Provoking the animosity of the Turkophile and Grecoman circles in Sliven who even attempted to assassinate him, Chintulov moved to Yambol in 1858 and worked there as a head teacher until 1861. From 1861 to 1871, he was back to Sliven as a head teacher. In 1871, he moved to Istanbul (Tsarigrad) as Sliven's representative for the creation of the Bulgarian Exarchate's statute. Upon returning to Sliven, he worked as a teacher once again for three years, but had to quit due to problems with his sight.

Although ill and half-blind, Chintulov was among those who welcomed the liberating Russian forces in Sliven during the Russo-Turkish War of 1877–1878 on 17 November and held a speech. Receiving a pension until the end of his life, Chintulov died in Sliven on 27 March 1886, disappointed with the post-Liberation reality.

Chintulov's poetic legacy is not large in numbers, as only around 20 of his poems have survived: he had to burn his manuscripts twice.
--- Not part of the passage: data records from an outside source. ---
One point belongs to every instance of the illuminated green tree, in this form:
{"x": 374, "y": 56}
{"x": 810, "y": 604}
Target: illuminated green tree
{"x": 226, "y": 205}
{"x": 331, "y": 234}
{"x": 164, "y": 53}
Only three of his songs have been published, but his works had a tremendous influence on the Bulgarian youth of the time and are still well known as classic Bulgarian revolutionary music. Three of his best known works are Rise Up, Rise Up, Balkan Hero, The Wind is Resounding, the Mountain is Moaning, and Where are you, Faithful Love of the People?.

==Honours==

Chintulov Ridge on Oscar II Coast in Graham Land, Antarctica is named after Dobri Chintulov.